Steady recovery
? SPOST’s 3Q EBIT of S$38m (+26% qoq, +46% yoy) was a slight beat, driven by strong freight forwarding and e-commerce volumes.
? Post and parcel segment could see further margin recovery ahead with continued growth in e-commerce volumes and Singapore borders reopening.
? SPOST is also stepping up its investments in Australia to build it into its second home market. Reiterate Add. Our TP remains at S$0.90.
Good improvements across 3QFY3/22
SPOST posted a strong set of numbers, with 3QFY22 operating profit of S$38m (+20% qoq, +46% yoy). 9MFY22 operating profit of S$89m (+35% yoy) made up 83%/85% of our/Bloomberg consensus forecasts, slightly above expectations, as 4Q is typically a seasonally weak quarter. Profit improvement mainly came from 1) strong performance for freight forwarding business, 2) growth in domestic e-commerce volumes, and 3) 1-month contribution from newly consolidated financials of Freight Management Holdings (FMH, a 4PL service company in Australia).
Riding on e-commerce growth
We believe that SPOST’s post and parcel segment can see further recovery in FY23F. Domestically, e-commerce volumes grew to 15.5m in 3QFY22 (+23% qoq, +50% yoy) helped by year-end peak shopping season and one-off nationwide distribution projects such as for ART kits and mouth gargles; we expect continued growth riding on structural increase of e-commerce penetration. On the international front, international post and parcel (IPP) business has already seen some profit recovery in 3QFY22, and we expect further recovery as flight capacity out of Changi Airport recovers more significantly. That will help alleviate conveyance costs, and aid margin recovery for the IPP business.

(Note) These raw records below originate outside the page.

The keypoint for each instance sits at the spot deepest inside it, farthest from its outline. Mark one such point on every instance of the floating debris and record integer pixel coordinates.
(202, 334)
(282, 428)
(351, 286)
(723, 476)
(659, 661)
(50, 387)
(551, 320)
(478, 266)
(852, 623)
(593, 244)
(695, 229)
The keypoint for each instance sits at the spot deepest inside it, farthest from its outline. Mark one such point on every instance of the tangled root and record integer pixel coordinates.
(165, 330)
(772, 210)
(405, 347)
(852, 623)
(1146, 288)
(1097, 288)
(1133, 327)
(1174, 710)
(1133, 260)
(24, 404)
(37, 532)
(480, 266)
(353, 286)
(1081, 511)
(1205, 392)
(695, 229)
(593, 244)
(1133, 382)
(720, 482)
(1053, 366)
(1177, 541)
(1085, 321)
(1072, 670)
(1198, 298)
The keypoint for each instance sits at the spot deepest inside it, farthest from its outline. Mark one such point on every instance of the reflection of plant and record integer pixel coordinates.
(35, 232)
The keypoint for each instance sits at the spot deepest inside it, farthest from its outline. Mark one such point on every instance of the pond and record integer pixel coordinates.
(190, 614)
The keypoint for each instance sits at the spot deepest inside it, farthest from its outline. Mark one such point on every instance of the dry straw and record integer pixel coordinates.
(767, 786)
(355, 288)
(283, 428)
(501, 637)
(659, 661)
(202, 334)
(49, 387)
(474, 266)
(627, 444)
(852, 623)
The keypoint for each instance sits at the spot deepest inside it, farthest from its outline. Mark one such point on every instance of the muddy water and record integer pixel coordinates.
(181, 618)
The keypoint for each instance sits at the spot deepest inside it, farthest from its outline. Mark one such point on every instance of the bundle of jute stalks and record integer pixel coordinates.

Further investments in logistics to grow to the next level
SPOST’s freight forwarding business continued its strong performance in 3QFY22, benefiting from higher volume and sea freight rates. At the same time, SPOST is stepping up its investments in Australia with the intention of building it into its second home market. Aside from the stake increase in FMH, SPOST will also continue to build scale and capabilities, as well as drive synergies between its existing Australian businesses to drive further growth in the region.
Reiterate Add with a TP of S$0.90
Reiterate Add; we expect earnings recovery as more flights through Changi gradually resume. Valuation is attractive as SPOST is trading at 1.3 s.d below mean. We lift FY22- 24F EPS by 1.8-2.5% on higher e-commerce volume assumptions. Our TP is kept at S$0.90, based on 18.8x FY23F P/E (0.5 s.d. below historical average). Potential re-rating catalysts: earnings-accretive M&A and greater visibility on border opening. Monetisation of its real estate portfolio (c.S$1bn) could also be a longer-term catalyst. Downside risks include intensifying competition within domestic e-commerce last mile delivery space.